Operação no Rio foi mais um exemplo da ineficácia da política proibicionista
(Foto: Adriana Lorete)
Desespero por parte dos políticos carioca e paulista em não saber lidar de outra forma com a situação do crack nas regiões administradas ou higienização social? A última alternativa parece plausível (apesar da secretária estadual de Justiça e Cidadania, Eloisa de Sousa Arruda, ter negado tal política higienista) dentro da situação atual em que o Brasil caminha, às vésperas de dois importantes eventos mundiais: Olimpíadas e Copa do Mundo. Eventos que movem bilhões e bilhões em dinheiro. Eventos que darão mais visibilidade a um Brasil que já se destaca entre outros países do mundo e que, claro, pessoas fumando “pedra” não cairiam bem a olhos estrangeiros. A questão é que políticos se mobilizaram para pôr em prática essas medidas que, se comparadas a outras prioridades no país, levam a um questionamento levantado pela Gabriela Moncau e pelo Júlio Delmanto, ambos integrantes do Coletivo Desentorpecendo a Razão (DAR) e da Frente Nacional Drogas e Direitos Humanos, em publicação na revista Brasil de Fato. “Se não houvesse crack estariam resolvidos os problemas da população vulnerável de São Paulo? A utopia da guerra às drogas, que prega o desaparecimento de algumas substâncias enquanto se esbalda no dinheiro de álcool, tabaco e remédios, resolve a demanda urgente por moradia, trabalho, educação, saúde ou serve somente para desviar a atenção dos verdadeiros problemas?”.

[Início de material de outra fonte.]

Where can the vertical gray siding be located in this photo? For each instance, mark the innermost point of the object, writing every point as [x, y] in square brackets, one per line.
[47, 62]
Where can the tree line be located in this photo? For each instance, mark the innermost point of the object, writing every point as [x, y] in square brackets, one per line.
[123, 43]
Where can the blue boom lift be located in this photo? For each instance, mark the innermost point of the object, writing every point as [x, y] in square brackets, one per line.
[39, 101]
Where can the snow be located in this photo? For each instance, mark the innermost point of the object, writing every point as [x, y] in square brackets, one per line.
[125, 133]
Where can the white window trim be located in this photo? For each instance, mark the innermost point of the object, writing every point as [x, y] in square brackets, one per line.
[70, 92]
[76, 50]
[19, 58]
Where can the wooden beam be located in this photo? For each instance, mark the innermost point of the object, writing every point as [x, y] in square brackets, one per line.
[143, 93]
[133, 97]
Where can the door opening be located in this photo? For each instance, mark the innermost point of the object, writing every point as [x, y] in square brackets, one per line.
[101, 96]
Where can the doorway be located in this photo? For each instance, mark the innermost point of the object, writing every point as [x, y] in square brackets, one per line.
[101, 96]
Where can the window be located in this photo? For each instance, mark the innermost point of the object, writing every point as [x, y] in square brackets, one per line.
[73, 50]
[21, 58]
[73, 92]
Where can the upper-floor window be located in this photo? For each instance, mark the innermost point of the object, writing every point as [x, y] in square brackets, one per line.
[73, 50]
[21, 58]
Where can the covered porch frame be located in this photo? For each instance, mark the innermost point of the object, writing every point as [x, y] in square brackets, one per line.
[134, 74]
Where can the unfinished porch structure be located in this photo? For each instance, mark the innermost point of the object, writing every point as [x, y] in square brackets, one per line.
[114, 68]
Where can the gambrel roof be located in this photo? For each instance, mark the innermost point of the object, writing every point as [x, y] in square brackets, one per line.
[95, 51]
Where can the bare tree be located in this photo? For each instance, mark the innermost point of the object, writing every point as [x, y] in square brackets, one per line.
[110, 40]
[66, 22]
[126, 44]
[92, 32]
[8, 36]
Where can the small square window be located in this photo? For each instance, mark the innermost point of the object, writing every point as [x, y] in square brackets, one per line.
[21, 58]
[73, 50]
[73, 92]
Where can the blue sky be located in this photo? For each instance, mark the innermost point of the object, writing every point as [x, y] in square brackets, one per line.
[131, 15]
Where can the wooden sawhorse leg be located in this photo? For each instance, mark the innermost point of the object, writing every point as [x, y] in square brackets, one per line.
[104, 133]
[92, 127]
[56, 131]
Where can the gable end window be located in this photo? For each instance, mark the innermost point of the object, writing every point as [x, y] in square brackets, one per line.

Utilizada para mascarar outros problemas sociais e um dos sintomas do sistema proibicionista, a internação compulsória surge para questionar, além de outras perguntas cabíveis, até onde vai o livre arbítrio de nós, relés seres humanos, em nossa sociedade vigiada e punida pelo todo-poderoso-Estado, cuja hipocrisia permite legalmente homens e mulheres se drogarem com a mais deliciosa das cervejas ou com calmantes para dormir, mas reprime e julga usuários de quaisquer drogas ilícitas. Dartiu Xavier, professor da UNIFESP e diretor do Programa de Orientação e Assistência a Dependentes (PROAD), aponta que "a dependência de drogas não se resolve por decreto. As medidas totalitárias promovem um alívio passageiro, como um 'barato' que entorpece a realidade". Sendo assim, que haja, então, uma desintoxicação do nosso Governo.